History of changing Environment and Ecosystem - 1

With rising global warming and climate change, our earth’s ecosystem and environment has also changed significantly over the past few centuries. This article will briefly describe the history of this change, the change of earth’s environment and ecosystem.

1800–70 The levels of CO2 in the atmosphere are 290 ppm.
1824 Jean-Baptiste Joseph Fourier, a French mathematician and physicist, calculates that the Earth would be much colder without its protective atmosphere.
1827 Jean-Baptiste Joseph Fourier presents his theory about the Earth’s warming. At this time many believe warming is a positive thing.
1859 John Tyndall, an Irish physicist, discovers that some gases exist in the atmosphere that block infrared radiation. He presents the concept that changes in the concentration of atmospheric gases could cause the climate to change.
1894 Beginning of the industrial pollution of the environment.
1913–14 Svante Arrhenius discovers the greenhouse effect and predicts that the Earth’s atmosphere will continue to warm. He predicts that the atmosphere will not reach dangerous levels for thousands of years, so his theory is not received with any urgency.

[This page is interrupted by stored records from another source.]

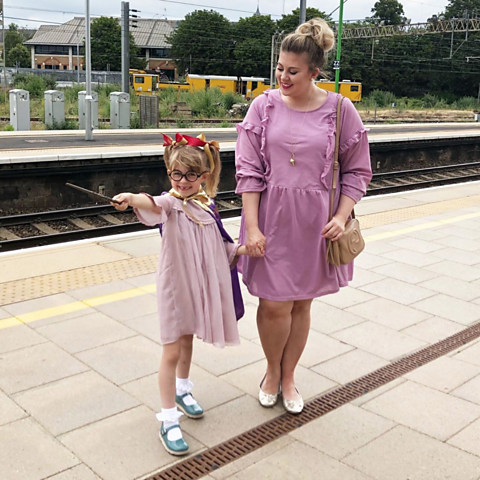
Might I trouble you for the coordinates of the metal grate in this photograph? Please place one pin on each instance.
(216, 457)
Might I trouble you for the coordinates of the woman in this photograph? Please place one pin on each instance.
(284, 159)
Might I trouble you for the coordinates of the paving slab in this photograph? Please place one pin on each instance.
(124, 361)
(424, 409)
(80, 472)
(346, 297)
(74, 402)
(34, 366)
(328, 319)
(433, 329)
(9, 410)
(148, 326)
(299, 461)
(444, 374)
(453, 287)
(403, 454)
(349, 366)
(450, 308)
(17, 337)
(123, 447)
(379, 340)
(343, 431)
(86, 332)
(388, 313)
(29, 453)
(321, 347)
(470, 390)
(400, 292)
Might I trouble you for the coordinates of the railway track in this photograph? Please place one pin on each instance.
(47, 228)
(59, 226)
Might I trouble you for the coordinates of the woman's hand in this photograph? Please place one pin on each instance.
(125, 199)
(256, 243)
(334, 229)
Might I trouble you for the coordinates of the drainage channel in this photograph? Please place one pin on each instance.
(212, 459)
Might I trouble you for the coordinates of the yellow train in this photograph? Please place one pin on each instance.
(250, 87)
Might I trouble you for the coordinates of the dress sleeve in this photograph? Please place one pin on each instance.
(248, 156)
(354, 153)
(162, 206)
(231, 249)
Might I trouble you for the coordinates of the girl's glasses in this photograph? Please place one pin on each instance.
(177, 175)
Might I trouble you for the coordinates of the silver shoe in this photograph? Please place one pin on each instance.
(267, 400)
(293, 406)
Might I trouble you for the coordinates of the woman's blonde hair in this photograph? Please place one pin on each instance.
(315, 38)
(196, 159)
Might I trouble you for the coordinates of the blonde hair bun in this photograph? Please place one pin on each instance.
(318, 29)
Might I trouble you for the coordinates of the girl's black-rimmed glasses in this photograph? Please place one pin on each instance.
(177, 176)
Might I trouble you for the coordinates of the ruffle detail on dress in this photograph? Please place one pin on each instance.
(249, 126)
(330, 147)
(353, 140)
(264, 122)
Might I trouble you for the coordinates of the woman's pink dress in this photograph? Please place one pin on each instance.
(194, 285)
(294, 200)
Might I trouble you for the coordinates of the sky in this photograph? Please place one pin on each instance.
(31, 13)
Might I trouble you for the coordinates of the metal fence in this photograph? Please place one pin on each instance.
(64, 76)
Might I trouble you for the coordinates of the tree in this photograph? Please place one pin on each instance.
(388, 11)
(202, 44)
(19, 56)
(288, 23)
(106, 46)
(253, 40)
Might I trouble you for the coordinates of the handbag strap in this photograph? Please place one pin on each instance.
(336, 164)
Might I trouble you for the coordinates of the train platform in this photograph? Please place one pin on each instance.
(391, 371)
(48, 145)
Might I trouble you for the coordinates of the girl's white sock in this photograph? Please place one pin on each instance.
(169, 417)
(183, 386)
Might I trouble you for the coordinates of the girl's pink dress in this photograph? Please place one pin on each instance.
(295, 199)
(194, 286)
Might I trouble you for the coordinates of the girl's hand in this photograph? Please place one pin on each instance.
(124, 198)
(334, 229)
(256, 243)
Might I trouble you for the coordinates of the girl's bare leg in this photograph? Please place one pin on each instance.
(185, 361)
(294, 347)
(274, 321)
(166, 373)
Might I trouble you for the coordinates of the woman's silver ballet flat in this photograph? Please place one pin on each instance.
(293, 406)
(267, 400)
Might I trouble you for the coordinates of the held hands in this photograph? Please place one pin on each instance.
(334, 229)
(256, 243)
(125, 198)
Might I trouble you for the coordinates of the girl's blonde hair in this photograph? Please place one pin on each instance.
(196, 159)
(315, 38)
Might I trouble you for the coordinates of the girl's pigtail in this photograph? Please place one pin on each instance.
(212, 181)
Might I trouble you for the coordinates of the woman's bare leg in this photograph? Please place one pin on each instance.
(294, 347)
(273, 321)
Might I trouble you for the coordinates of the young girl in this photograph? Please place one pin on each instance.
(194, 281)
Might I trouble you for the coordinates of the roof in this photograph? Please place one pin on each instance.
(150, 33)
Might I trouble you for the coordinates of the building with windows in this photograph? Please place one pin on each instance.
(60, 47)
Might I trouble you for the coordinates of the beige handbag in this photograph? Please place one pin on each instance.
(351, 243)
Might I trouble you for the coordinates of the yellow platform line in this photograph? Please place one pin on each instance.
(139, 291)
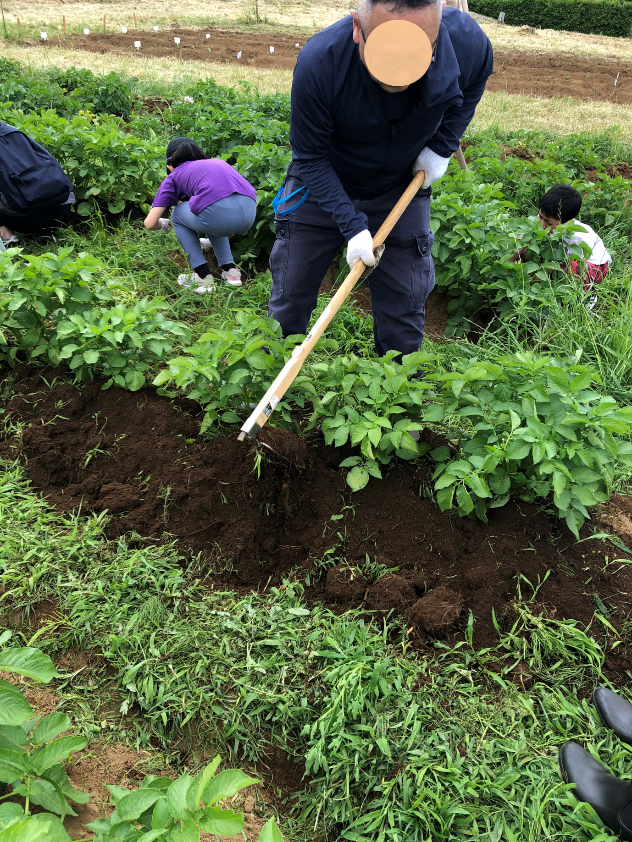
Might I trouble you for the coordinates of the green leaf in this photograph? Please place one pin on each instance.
(440, 454)
(56, 751)
(434, 413)
(14, 709)
(445, 497)
(134, 804)
(270, 832)
(518, 449)
(200, 783)
(464, 500)
(27, 831)
(357, 478)
(50, 727)
(225, 785)
(177, 797)
(134, 380)
(574, 521)
(222, 822)
(28, 662)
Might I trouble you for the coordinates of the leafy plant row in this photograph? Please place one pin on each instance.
(518, 424)
(32, 754)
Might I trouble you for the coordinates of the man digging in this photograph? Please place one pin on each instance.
(378, 96)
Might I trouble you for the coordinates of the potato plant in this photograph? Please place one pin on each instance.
(531, 426)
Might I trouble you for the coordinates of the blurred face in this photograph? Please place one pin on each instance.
(366, 18)
(548, 221)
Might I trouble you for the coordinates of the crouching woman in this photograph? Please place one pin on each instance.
(208, 197)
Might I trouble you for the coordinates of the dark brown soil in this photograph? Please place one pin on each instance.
(138, 456)
(554, 75)
(437, 612)
(221, 48)
(345, 585)
(516, 71)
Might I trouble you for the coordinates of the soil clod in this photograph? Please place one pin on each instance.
(436, 612)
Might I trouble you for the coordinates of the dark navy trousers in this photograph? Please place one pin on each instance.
(307, 241)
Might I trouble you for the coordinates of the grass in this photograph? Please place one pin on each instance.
(295, 15)
(398, 746)
(509, 111)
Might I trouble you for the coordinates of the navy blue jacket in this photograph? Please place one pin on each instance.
(342, 140)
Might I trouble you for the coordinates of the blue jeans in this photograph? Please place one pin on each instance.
(219, 221)
(307, 241)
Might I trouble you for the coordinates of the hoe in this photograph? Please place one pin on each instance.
(290, 370)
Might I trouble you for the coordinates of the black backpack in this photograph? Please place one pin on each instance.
(31, 180)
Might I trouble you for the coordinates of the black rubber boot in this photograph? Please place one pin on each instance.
(614, 712)
(610, 797)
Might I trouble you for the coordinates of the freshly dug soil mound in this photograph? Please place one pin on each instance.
(515, 71)
(345, 585)
(437, 612)
(138, 455)
(390, 592)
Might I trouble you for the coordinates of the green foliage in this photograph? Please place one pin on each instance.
(535, 426)
(32, 750)
(402, 746)
(105, 164)
(177, 811)
(49, 308)
(126, 341)
(369, 403)
(101, 94)
(15, 826)
(227, 369)
(601, 17)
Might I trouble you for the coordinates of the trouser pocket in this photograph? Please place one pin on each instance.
(423, 279)
(280, 253)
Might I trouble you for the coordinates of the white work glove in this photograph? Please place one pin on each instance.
(432, 164)
(360, 247)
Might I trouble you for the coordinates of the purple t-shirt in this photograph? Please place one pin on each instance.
(201, 183)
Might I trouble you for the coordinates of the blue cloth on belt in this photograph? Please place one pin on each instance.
(307, 240)
(343, 142)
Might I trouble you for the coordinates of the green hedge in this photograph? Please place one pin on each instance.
(599, 17)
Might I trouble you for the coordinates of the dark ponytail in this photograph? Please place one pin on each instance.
(188, 150)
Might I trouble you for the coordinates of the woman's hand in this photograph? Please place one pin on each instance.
(152, 222)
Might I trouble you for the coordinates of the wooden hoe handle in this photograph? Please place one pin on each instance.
(290, 370)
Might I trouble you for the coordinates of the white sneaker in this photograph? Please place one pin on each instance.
(232, 277)
(206, 286)
(192, 279)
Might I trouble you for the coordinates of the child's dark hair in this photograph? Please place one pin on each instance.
(183, 149)
(561, 202)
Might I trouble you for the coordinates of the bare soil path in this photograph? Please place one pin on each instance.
(516, 72)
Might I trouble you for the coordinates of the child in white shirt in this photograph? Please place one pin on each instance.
(561, 204)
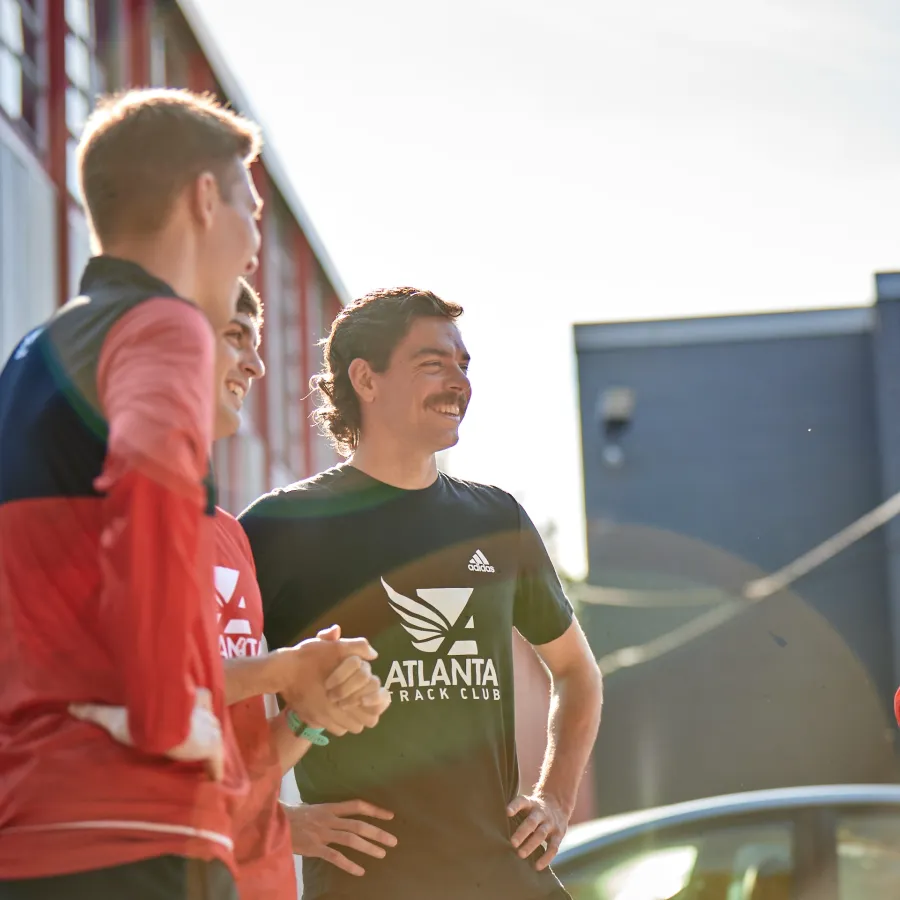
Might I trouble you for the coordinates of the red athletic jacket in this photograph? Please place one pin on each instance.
(262, 835)
(106, 575)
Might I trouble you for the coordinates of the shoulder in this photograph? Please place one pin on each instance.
(293, 500)
(487, 496)
(230, 536)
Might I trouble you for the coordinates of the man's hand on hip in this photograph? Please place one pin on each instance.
(314, 828)
(545, 824)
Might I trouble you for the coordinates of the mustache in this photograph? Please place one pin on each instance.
(451, 398)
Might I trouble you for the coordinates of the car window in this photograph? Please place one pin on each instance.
(715, 862)
(868, 851)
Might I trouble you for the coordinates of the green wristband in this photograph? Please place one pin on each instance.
(301, 729)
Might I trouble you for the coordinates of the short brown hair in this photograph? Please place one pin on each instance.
(140, 148)
(369, 328)
(249, 302)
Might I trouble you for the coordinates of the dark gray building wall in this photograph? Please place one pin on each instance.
(744, 451)
(886, 340)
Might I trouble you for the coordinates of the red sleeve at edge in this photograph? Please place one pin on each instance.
(155, 383)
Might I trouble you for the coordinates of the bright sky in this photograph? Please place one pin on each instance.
(545, 163)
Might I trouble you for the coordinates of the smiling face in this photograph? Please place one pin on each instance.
(423, 393)
(238, 364)
(226, 212)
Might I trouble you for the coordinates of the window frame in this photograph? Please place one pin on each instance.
(34, 18)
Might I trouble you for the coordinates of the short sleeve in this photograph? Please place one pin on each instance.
(269, 537)
(542, 611)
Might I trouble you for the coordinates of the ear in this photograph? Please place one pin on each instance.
(363, 380)
(204, 199)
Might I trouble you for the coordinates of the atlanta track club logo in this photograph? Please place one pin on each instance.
(436, 619)
(236, 638)
(432, 620)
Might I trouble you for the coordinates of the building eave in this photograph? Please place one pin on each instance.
(724, 329)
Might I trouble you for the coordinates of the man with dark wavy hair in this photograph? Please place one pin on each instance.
(436, 572)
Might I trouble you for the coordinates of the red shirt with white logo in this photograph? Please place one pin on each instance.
(262, 835)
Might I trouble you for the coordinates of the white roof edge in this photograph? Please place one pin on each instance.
(273, 164)
(725, 329)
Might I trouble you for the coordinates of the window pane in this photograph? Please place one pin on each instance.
(78, 63)
(11, 25)
(77, 109)
(10, 84)
(78, 17)
(72, 169)
(752, 861)
(868, 848)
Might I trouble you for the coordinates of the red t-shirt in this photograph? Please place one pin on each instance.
(262, 835)
(105, 584)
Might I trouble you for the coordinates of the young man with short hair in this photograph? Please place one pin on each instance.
(352, 698)
(106, 522)
(436, 572)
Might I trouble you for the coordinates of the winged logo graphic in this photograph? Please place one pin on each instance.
(431, 619)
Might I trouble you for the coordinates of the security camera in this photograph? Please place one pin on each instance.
(615, 408)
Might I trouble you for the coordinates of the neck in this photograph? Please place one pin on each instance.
(391, 462)
(164, 256)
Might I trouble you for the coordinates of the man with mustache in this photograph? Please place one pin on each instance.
(436, 572)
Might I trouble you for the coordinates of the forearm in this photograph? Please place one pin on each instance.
(252, 676)
(155, 664)
(575, 706)
(288, 747)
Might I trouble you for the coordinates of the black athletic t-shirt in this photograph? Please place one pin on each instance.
(436, 579)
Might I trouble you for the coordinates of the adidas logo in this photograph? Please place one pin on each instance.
(479, 563)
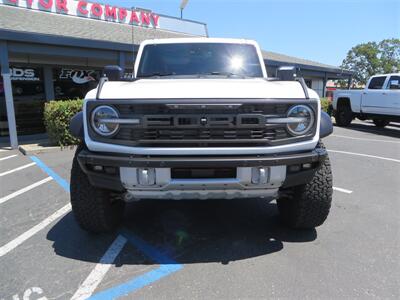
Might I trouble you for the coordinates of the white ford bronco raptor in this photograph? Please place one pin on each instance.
(200, 119)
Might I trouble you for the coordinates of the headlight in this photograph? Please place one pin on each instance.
(303, 119)
(100, 117)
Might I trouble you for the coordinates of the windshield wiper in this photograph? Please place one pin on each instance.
(157, 74)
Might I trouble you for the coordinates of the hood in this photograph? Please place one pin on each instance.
(230, 88)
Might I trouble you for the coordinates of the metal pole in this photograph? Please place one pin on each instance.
(5, 72)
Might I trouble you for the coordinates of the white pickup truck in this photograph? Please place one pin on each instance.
(379, 101)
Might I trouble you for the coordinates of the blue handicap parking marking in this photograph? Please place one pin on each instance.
(167, 267)
(62, 182)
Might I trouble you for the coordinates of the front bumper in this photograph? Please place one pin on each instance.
(110, 178)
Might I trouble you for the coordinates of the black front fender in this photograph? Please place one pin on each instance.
(76, 126)
(326, 126)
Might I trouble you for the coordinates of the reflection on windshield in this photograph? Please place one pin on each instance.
(211, 59)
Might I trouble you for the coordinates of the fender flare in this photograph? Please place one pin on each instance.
(76, 126)
(326, 126)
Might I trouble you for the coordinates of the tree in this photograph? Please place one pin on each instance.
(372, 58)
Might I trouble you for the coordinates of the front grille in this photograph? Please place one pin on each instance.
(168, 125)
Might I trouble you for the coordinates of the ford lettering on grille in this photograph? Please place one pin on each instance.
(199, 121)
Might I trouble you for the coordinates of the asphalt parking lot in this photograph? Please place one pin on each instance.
(206, 250)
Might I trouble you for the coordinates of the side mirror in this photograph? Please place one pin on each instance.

1920–25 Texas and the Persian Gulf bring productive oil wells into operation, which begins the world’s dependency on a relatively inexpensive form of energy.
1934 The worst dust storm of the dust bowl occurs in the United States on what historians would later call Black Sunday. Dust storms are a product of drought and soil erosion.
1945 The U.S. Office of Naval Research begins supporting many fields of science, including those that deal with climate change issues.
1949–50 Guy S. Callendar, a British steam engineer and inventor, propounds the theory that the greenhouse effect is linked to human actions and will cause problems. No one takes him too seriously, but scientists do begin to develop new ways to measure climate.
1950–70 Technological developments enable increased awareness about global warming and the enhanced greenhouse effect. Studies confirm a steadily rising CO2 level. The public begins to notice and becomes concerned with air pollution issues.
1958 U.S. scientist Charles David Keeling of the Scripps Institution of Oceanography detects a yearly rise in atmospheric CO2. He begins collecting continuous CO2 readings at an observatory on Mauna Loa, Hawaii. The results became known as the famous Keeling Curve.
1963 Studies show that water vapour plays a significant part in making the climate sensitive to changes in CO2 levels.
1968 Studies reveal the potential collapse of the Antarctic ice sheet, which would raise sea levels to dangerous heights, causing damage to places worldwide.